All major effects QTLs were mapped in 12 rice chromosomes based on their positions (figure 2). Out of these 9 QTLs were common in both locations whereas 12 QTLs were present in location one and 15 QTLs were present in location two. Maximum 7 major effects QTL was identified for FLW (qFLW2.3, qFLW2.4, qFLW6.1, qFLW6.3, qFLW9.1 and qFLW10.1) in chromosome 2, 6, 9 and 10 followed by 5 major effects QTLs were observed for GPP (qGPP1.1, qGPP3.1, qGPP3.2, qGPP4.1 and qGPP9.1) in chromosome 1, 3, 4 and 9 whereas minimum major effects QTLs were identified for SH (qSH1.1), FLL (qFLL3.1), FLA (qFLA3.1) in chromosome one and three. Maximum number (11 QTLs) of major effects QTLs were found in chromosome three. Among these QTL qFLL3.1 (LOD-3.12) has highest phenotypic variance with additive effects of 2.1, dominance effects of 4.97and variance (R2 %) of 46 percent.

Seedling height is also important trait for initial level screening of plant condition. Only one major effect QTL (qSH1.1) was detected for this trait on location 2 on chromosome1 with LOD value 4.57 and phenotypic variance 17 percent. This might be novel QTL region for this trait because previously identified QTL for this trait by Abe et al. 2012 was presented on chromosome 3.

Appropriate total tiller, number of effective tillers and plant height are prerequisites for attaining the increased yield level in rice breeding programme. For these traits, two major effects, for TT (qTT3.3 and qTT4.3) and ET (qET3.5 and qET10.1) were present in Location two.  Kotla et al. 2013 also reported QTLs for tiller number in chromosome number 2 and 3 respectively. Similarly in RIL population, Zhou et al. 2013 reported Five QTLs for the tiller number per plant on chromosomes 3, 4, 6, 9, and 12, respectively.
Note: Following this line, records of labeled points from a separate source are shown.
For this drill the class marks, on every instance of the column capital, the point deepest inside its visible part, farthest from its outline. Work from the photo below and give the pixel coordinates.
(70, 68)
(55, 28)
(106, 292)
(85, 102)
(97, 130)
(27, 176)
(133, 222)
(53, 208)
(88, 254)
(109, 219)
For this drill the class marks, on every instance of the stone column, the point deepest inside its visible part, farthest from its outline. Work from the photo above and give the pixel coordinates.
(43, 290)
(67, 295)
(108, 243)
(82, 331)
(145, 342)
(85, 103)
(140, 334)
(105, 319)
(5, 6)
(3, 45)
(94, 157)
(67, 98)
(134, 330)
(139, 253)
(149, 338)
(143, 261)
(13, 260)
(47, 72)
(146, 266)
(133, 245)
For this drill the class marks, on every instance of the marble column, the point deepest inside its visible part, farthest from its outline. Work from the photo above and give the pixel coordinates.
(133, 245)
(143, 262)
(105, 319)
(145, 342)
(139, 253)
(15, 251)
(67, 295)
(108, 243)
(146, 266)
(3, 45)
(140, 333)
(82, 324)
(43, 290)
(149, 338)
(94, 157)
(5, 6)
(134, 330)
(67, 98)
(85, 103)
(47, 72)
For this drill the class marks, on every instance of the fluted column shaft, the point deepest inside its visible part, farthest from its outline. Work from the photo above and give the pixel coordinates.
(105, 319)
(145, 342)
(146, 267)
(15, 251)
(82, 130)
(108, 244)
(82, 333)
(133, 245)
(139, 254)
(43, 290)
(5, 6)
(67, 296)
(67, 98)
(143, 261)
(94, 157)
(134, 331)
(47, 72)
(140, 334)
The major effect QTLs contributed the most, up to 10%, indicating that the number of tiller per plant was controlled by multiple quantitative trait genes.
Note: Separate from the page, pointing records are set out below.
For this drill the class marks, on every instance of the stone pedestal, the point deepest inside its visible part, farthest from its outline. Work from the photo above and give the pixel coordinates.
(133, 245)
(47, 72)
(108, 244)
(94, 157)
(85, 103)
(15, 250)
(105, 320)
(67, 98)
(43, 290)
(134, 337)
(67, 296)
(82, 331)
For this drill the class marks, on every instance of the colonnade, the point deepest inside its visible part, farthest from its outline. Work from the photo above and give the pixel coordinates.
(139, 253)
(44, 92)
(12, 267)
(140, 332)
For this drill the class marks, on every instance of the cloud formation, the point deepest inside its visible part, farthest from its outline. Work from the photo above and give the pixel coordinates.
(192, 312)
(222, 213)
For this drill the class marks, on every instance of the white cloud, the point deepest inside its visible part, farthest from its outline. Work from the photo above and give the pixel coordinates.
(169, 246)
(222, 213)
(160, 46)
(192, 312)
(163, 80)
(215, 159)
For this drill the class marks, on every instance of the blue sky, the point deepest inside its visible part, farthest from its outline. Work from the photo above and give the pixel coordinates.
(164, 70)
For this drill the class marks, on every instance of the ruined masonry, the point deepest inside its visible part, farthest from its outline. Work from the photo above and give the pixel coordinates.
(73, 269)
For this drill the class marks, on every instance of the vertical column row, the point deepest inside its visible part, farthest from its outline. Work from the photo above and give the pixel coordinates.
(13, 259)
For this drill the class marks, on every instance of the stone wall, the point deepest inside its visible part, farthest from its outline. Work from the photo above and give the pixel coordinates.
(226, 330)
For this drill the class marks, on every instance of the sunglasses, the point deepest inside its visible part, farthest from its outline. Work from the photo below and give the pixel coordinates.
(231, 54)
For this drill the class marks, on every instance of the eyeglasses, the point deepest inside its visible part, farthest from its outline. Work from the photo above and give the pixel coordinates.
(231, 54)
Plant height is an important agronomic trait that determines the yielding potential of rice variety. Plant height is known to be controlled in both major and minor genes but most of the relevant reports confirmed its polygenic nature (Rahman et al. 2007).  Only two major effect QTL, qPH1.2 with LOD value 4.37 in L1and 4.08 in L2) and qPH3.1 (with LOD value3.9 in L1and 4.4 in L2) has been observed for this trait in both locations. Detecting the major effect QTLs controlling plant height at vegetative and maturity is useful in practical breeding and agriculture. Similarly Wang et al. 2012, Marathi et al. 2012 and Kotla et al. 2013 also reported QTLs for plant height in different mapping population.
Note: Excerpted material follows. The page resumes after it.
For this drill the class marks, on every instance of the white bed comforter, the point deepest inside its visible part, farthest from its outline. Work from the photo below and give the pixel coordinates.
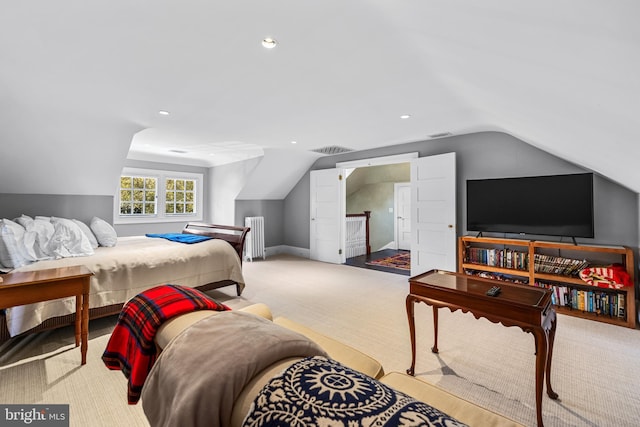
(135, 264)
It was reported that the source leaves, particularly the flag leaves, were associated with improved grain filling, 1000-grain weight and panicle weight as well as other yield-related traits in cereal crops (Quarrie et al. 2006). In our present study similar results observed where FLL, FLW and FLA positively correlated (both genotypically and phenotypically) with PL, PW, GPP and HGW which confirms the previous findings. Compared to other leaves, the flag leaf contributes the most photosynthetic assimilates in rice therefore; it assumes the Flag leaf length, width and area has greatest importance in terms of grain yield (Lupton, 1973). The above sentences proven by the 9 major effects QTLs identified related to these traits. Out of 9 QTLs, one QTL for FLL (qFLL3.1), 7 QTLs for FLW (qFLW2.3, qFLW2.4, qFLW3.4, qFLW6.1, qFLW6.2, qFLW9.1, qFLW10.1 and one QTL for FLA (qFLA3.1). The QTL, qFLL3.1 was found for flag leaf length has highest phenotypic variance (46%) among all the traits with 3.12 LOD value. Similar findings also observed by Wang et al. (2012) on BRILs (backcross recombinant inbreed lines, Marathi et al. (2012) also reported 14 QTLs for FLL in RIL population across three locations.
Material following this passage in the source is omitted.